Grocery delivery business Ocado has been granted permission to make a committal application against a solicitor who advised that potential evidence in litigation be destroyed.

Raymond John McKeeve, formerly a partner with City firm Jones Day, has admitted sending instructions to his clients’ IT manager to ‘burn it’ within minutes of being notified that an order for search of premises had been made against those clients.

In the High Court last year, Mr Justice Marcus Smith refused permission to Ocado to apply to commit McKeeve for contempt of court. Following a challenge in the Court of Appeal, Lord Justice Davis said in Ocado Group PLC & Anr v McKeeve, that decision was ‘plainly wrong’.

The appeal judge added: ‘Such a conclusion would seem to set at a premium, where litigation is under way, the deliberate and irretrievable destruction of documents so that it is then asserted that no one can say for sure what they contained. No court can or should readily countenance that.'

The court heard that McKeeve was a friend and legal adviser to Jonathan Faiman, one of the Ocado founders and owner of a startup company called Project Today. Ocado commenced proceedings against various parties including Faiman, alleging that confidential information had been misappropriated and could be destroyed unless prohibited by court order.

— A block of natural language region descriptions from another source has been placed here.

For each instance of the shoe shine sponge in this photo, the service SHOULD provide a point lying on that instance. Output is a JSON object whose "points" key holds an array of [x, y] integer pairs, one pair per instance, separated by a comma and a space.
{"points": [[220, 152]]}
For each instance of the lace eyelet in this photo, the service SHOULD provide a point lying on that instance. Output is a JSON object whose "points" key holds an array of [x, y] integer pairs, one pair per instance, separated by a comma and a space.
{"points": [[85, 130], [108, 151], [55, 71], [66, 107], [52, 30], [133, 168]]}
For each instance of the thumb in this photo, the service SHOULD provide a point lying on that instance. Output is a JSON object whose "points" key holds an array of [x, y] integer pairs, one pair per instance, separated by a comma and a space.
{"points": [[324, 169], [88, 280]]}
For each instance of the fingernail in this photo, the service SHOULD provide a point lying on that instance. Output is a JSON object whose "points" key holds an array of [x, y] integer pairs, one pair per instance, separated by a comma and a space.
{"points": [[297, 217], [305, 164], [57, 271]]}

The search order was executed in 2019 and it was accepted that McKeeve used a private messaging system called 3CX to contact the IT manager, who contends he was instructed to ‘burn all’. The solicitor said he wanted to get rid of the messaging system, most of which contained material not relevant to the underlying case, because of references to his wife, the former Brexit Party MEP Belinda de Lucy.

Ocado, described in the appeal judgment as ‘very aggrieved’, raised seven grounds of appeal, including that the judge failed to consider whether the application was in the public interest.

Davis LJ said the judge failed to properly apply the requisite test and placed an unreasonable requirement on what Ocado needed to show.

He added: ‘The obvious inference, in the absence of any explanation, was that the "burn" instruction, given at a time when it was known that Ocado had started proceedings against Mr McKeeve’s clients, was that destruction of (at least) the 3CX app was intended in order to prevent Ocado studying it for the purposes of its case: an intent to thwart the due administration of justice, in other words.

Permission was granted to make the committal application, and this matter was adjourned to the trial judge. Marcus Smith J, it was ruled, should not hear the trial and committal application.